Editor: Lenore Cowen
PMCID: PMC11578594  PMID: 39504465

Abstract

Summary

Memprot.GPCR-ModSim leverages our previous web-based protocol, which was limited to class-A G protein-coupled receptors, to become the first one-stop web server for the modelling and simulation of any membrane protein system. Motivated by the exponential growth of experimental structures and the breakthrough of deep-learning-based structural modelling, the server accepts as input either a membrane-protein sequence, in which case it reports the associated AlphaFold model, or a 3D (experimental, modelled) structure, including quaternary complexes with associated proteins and/or ligands of any kind. In both cases, the molecular dynamics (MD) protocol produces a membrane-embedded, solvated, and equilibrated system, ready to be used as a starting point for further MD simulations, including ligand-binding free energy calculations.

Availability and implementation

Memprot.GPCR-ModSim web server is publicly available at https://memprot.gpcr-modsim.org/. The standalone modules for 3D modelling (PyModSim) or membrane embedding and MD equilibration (PyMemDyn) are available under CC BY-NC 4.0 license terms at the GitHub repository https://github.com/GPCR-ModSim/.

1 Introduction

Structural biology of membrane proteins has been revolutionized with receptor stabilization techniques (Tate and Schertler 2009), crystallization in membrane phases (Cherezov 2011), and later by developments of cryo-EM, all of which resulted in atomic-resolution structures of membrane-protein complexes (García-Nafría and Tate 2019). This growing pool of experimental structures is nowadays complemented by highly accurate structural prediction of proteins, including the remaining membrane-protein systems, through deep-learning algorithms (Jumper et al. 2021). However, further investigations on the structure, dynamics, and modulation of membrane proteins are challenged by the lack of rapid and effortless methods to generate membrane-embedded equilibrated protein systems.
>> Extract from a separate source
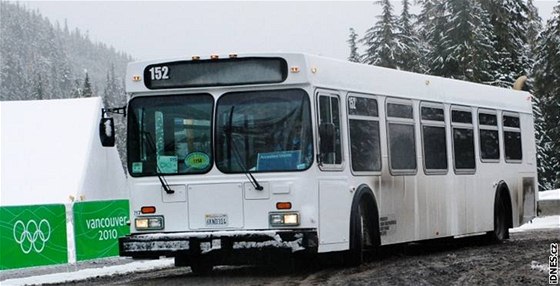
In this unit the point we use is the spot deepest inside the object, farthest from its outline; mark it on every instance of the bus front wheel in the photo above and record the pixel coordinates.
(364, 229)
Inspired by the first crystal structures of G protein-coupled receptors (GPCRs), we initially developed GPCR-ModSim as a web server that implemented specifically designed solutions for homology modelling and molecular dynamics (MD) simulations of class-A GPCRs (Rodríguez et al. 2012), arguably the most important pharmaceutical targets among all membrane proteins (Hauser et al. 2017). The server was designed as a modular, stepwise protocol that combined the advantages of a fully automated pipeline while allowing the advanced user to modify the recommended parameters at each stage. The protocol included several checkpoints for input/output, in a way that each module (i.e. homology modelling or MD simulations) could be used independently. Here, the PyMemDyn module within GPCR-ModSim (Gutiérrez-de-Terán et al. 2013) performed the necessary insertion of the receptor into a solvated model of the cellular membrane, followed by a carefully designed MD equilibration protocol. The resulting solvated receptor-membrane equilibrated complex could be used to further investigate the dynamic processes of GPCRs (Wei et al. 2022). GPCR-ModSim performed indeed as the best automated web-based environment in recreating target structures in the GPCR Dock 2013 competition (Kufareva et al. 2014). An extended version of GPCR-ModSim (Esguerra et al. 2016) added a multi-template homology modelling functionality, as well as an implementation of the MD equilibration protocol of pair-distance restraints derived from a comprehensive analysis of class-A GPCR crystal structures (Venkatakrishnan et al. 2013).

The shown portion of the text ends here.